In several other constituencies, they gave Labour a fright, most notably in Ilford North. There the outstanding Leanne Mohamad came within 500 votes of unseating the now Health Secretary Wes Streeting, a long-standing champion of Israel.

One would have thought that this might have percolated through to the Prime Minister. Apparently not.  Asked on Monday if he was going to reach out to disaffected Muslims, Starmer could only waffle about the supposed breadth of Labour’s support and the size of his mandate.

That is disputable on its own terms, but in the context it sounded like a further studied insult. Labour MP Apsana Begum, herself a working-class Muslim, was right to call him out.

“This is an awful response from Keir and lacks any acknowledgement of the need to build trust among British Muslims who feel that Labour has let them down,” she said.

“There is no doubt that lots of voters have serious concerns about Starmer’s record on Gaza, Islamophobia and migration, amongst a number of other issues. This was an opportunity for Keir to assure British Muslims he was listening.  An opportunity ignored,” Apsana Begum pointed out.
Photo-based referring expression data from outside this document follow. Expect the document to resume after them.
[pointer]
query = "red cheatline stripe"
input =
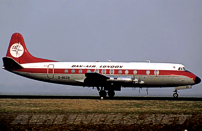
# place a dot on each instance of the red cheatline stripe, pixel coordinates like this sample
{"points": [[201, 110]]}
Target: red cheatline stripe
{"points": [[116, 71]]}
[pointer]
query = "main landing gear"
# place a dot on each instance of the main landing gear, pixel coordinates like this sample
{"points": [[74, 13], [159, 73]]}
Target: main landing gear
{"points": [[111, 93], [175, 95], [103, 93]]}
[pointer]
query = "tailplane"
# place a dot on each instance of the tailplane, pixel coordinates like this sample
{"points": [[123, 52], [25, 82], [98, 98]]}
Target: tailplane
{"points": [[17, 50]]}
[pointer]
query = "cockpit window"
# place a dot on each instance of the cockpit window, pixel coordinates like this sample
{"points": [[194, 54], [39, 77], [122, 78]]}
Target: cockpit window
{"points": [[181, 69]]}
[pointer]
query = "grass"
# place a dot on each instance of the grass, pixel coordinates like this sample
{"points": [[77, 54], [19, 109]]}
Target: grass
{"points": [[98, 106]]}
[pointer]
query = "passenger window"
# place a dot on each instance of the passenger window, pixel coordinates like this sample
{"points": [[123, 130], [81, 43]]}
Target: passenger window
{"points": [[73, 71], [147, 72], [103, 71], [126, 72], [135, 72], [111, 71], [96, 70], [66, 71], [156, 72], [120, 71]]}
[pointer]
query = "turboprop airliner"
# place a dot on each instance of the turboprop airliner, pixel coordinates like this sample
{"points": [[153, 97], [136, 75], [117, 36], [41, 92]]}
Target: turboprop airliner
{"points": [[107, 77]]}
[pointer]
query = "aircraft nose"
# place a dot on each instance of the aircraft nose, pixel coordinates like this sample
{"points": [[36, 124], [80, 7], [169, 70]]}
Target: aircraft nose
{"points": [[197, 80]]}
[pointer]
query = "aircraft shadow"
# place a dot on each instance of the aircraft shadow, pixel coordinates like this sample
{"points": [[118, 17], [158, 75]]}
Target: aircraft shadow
{"points": [[98, 98]]}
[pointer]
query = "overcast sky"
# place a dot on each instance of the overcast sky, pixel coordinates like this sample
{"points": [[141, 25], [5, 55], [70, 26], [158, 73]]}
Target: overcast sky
{"points": [[92, 30]]}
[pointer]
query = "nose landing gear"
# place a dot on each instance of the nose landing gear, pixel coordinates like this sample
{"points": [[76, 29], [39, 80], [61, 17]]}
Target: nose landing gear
{"points": [[103, 93], [175, 94], [111, 93]]}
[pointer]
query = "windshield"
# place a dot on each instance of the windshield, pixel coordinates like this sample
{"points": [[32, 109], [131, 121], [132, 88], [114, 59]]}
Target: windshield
{"points": [[181, 69]]}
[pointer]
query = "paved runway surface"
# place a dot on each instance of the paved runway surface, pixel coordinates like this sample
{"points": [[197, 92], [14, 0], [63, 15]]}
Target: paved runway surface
{"points": [[97, 97]]}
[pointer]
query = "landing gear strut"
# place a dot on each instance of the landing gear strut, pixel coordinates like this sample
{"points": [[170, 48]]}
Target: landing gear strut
{"points": [[111, 93], [103, 93]]}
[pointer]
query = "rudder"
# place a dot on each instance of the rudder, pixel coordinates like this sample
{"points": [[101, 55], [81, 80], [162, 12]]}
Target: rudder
{"points": [[17, 50]]}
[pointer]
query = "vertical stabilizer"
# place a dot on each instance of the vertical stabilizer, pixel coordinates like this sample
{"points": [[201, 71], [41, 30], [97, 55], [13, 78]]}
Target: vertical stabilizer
{"points": [[17, 50]]}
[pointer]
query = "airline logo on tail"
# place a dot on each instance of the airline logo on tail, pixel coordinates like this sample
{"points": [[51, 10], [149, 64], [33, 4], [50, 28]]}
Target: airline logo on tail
{"points": [[16, 50]]}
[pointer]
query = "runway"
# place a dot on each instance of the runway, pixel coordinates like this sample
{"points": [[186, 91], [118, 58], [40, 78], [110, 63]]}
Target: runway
{"points": [[97, 97]]}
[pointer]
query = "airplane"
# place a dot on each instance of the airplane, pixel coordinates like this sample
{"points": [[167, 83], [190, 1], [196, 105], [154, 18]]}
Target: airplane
{"points": [[107, 77]]}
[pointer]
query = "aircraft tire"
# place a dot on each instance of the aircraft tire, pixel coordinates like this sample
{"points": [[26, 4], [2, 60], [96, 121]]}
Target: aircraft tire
{"points": [[175, 95], [103, 93], [111, 94]]}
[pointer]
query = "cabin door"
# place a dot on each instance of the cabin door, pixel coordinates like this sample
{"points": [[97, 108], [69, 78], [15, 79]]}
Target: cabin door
{"points": [[50, 71]]}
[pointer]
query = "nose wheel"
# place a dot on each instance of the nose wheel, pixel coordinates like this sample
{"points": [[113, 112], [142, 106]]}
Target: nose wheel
{"points": [[175, 95]]}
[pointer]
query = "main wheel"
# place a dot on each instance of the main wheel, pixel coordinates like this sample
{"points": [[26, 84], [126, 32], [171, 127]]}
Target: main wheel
{"points": [[103, 93], [111, 94], [175, 95]]}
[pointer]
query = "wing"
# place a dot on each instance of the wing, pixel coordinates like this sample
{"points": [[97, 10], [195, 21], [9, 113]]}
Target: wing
{"points": [[96, 79]]}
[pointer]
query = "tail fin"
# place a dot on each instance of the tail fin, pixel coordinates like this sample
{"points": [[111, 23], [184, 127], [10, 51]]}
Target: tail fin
{"points": [[18, 51]]}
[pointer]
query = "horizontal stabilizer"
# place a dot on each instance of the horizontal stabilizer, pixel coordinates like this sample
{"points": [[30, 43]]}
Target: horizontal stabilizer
{"points": [[9, 63]]}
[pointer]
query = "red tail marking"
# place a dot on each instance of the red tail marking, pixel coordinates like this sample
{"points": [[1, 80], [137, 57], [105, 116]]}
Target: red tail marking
{"points": [[18, 51]]}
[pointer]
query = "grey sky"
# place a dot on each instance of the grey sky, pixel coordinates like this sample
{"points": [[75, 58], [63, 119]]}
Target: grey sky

None so deaf as those who will not hear. The election result revealed, behind the lopsided parliamentary arithmetic, a disintegrating Labour electoral coalition. Disaffection among hitherto Labour-supporting Muslims is a large part of that.

The Prime Minister could start to repair the damage by halting arms sales to Israel and announcing the early recognition of a Palestinian state. He could also stop trying to legitimise Reform’s anti-migrant rhetoric and would do well to ignore Tony Blair’s advice in that respect, and indeed in others.

Alas, it seems more likely that further electoral setbacks will be needed to force Starmer to understand that racism and war are not only evils in themselves, but are bad politics too. There are now several MPs who will give him that message daily.